TLDRs
- TSMC surged 9% weekly as AI chip demand accelerated globally.
- Nvidia also rose but lagged behind TSMC’s stronger rally.
- Semiconductor stocks gained broadly on easing inflation and demand hopes.
- Investors favored chip manufacturing exposure over design-heavy AI plays.
The Taiwanese foundry rose roughly 9% over four sessions, marking a clear lead over Nvidia (NASDAQ: NVDA), which posted more modest gains of about 2.7% for the week.
The rally highlights a growing shift in investor positioning within the AI supply chain, with capital increasingly flowing toward semiconductor manufacturing capacity rather than only chip design leaders.
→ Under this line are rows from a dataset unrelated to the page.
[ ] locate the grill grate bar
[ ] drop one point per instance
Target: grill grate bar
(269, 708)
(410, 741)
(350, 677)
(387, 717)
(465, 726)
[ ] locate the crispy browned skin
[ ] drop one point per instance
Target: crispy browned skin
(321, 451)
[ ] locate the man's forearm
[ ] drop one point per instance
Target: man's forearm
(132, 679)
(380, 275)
While Nvidia remains central to AI processor innovation, TSMC’s role as the world’s leading advanced chip foundry has placed it at the heart of production bottlenecks driving the current cycle.
Taiwan Semiconductor Manufacturing Company Limited, TSM
Broad Semiconductor Strength
The wider chip sector also posted strong performance, with the PHLX Semiconductor Index rising more than 7% during the week. The gains came as easing geopolitical tensions and improving macro sentiment supported risk assets. A temporary U.S.-Iran diplomatic development helped ease concerns around energy prices, reducing inflationary pressure and lifting broader equity markets, including the Nasdaq, which added nearly 2.4% for the week.
However, the standout performer remained TSMC, which consistently outpaced peers throughout the session. On the final trading day before the U.S. Juneteenth holiday and Taiwan’s Dragon Boat Festival closure, TSMC’s U.S.-listed shares climbed nearly 7% in a single session, finishing at $462.12.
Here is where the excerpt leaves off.